It used to be that the standard term for car financing was 36 months. Now, 84-month terms are common.
The term “upside-down” is pretty common, too.
It’s reasonable to assume that when spreading payments across a longer timeframe that it would take longer to catch up to the principal owing, the point at which buyers don’t owe more than their vehicle is worth. Apparently that’s not common knowledge.
A story in the January issue of Automotive News Canada pointed to buyers being so focused on the dollar value of the monthly payment that they don’t realize those payments are barely making a dent in the principal for the first few years, when in a normal 36-month loan situation, the vehicle would be paid off.
Longer financing terms keep the monthly payment low and competitive — and a point could be made that payment-focused buyers have made it easy for automakers to increase the list price of their vehicles without anyone fussing over it — but if buyers want out early they’re stuck with paying the balance for a vehicle they no longer own. More likely, the principal owed is rolled into the financing of another vehicle, making the situation even worse.

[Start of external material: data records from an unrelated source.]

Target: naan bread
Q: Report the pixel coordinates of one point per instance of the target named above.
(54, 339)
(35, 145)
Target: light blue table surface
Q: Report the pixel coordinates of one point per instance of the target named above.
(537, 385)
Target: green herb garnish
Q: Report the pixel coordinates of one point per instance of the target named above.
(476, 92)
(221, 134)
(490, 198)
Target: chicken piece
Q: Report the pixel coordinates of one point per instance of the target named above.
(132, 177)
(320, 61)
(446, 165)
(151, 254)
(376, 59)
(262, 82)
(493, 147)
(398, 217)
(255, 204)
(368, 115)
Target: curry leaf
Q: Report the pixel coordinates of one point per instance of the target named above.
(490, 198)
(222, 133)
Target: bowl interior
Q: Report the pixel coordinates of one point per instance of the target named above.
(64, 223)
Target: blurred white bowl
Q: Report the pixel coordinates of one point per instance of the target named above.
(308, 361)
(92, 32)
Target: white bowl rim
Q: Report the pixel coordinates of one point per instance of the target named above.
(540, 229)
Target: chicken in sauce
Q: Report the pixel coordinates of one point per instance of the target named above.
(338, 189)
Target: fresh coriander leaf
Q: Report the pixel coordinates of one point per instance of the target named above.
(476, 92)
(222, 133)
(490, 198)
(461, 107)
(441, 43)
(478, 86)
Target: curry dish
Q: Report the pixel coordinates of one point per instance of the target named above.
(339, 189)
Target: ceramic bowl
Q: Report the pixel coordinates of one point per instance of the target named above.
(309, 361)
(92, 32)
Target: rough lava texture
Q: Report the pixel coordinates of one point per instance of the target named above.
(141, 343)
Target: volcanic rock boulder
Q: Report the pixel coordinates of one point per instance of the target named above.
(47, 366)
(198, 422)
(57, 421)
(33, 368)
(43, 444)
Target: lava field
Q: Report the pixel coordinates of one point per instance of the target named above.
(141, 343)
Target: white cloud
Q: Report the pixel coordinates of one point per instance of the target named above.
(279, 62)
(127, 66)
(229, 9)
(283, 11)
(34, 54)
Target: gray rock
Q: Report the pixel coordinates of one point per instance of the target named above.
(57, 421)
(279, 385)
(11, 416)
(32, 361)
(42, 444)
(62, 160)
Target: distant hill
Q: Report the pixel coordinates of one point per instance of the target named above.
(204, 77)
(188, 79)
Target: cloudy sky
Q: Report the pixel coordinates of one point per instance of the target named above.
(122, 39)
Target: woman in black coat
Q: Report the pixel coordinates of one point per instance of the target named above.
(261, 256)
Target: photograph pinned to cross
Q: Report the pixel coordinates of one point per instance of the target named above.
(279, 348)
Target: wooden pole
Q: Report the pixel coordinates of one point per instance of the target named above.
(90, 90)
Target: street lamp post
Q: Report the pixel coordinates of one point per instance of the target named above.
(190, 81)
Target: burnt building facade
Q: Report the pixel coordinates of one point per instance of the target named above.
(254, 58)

Banks would generally set buyers straight on this before they sign. But car dealers, now also in the role of providing financing — being enablers — are actually trying to move product using those terms. They’re a sales tool. Clearly, giving any financial advice that impacts a sale presents a conflict of interest. But is it up to the dealer to point out the potential pitfalls? Should the customer not understand that the sales staff is trying to sell a car?
While they might not have all the info they need, customers should be well aware that they’re on the opposite side of the bargaining table, and barring misrepresentation, outright lying and issues of non-disclosure, as long as the dealership has presented all the information, just how liable is it? Those waters are murky, but according to the Automotive News Canada story, customers who feel wronged might not always get the justice they want, but they tend to get the last word in the form of bad reviews and social-media tirades.
Dealerships can struggle with the morality of their situation, but it’s likely not in their best interest to push paperwork in front of customers. Opinion-free full disclosure is in the best interest of both buyer and the seller.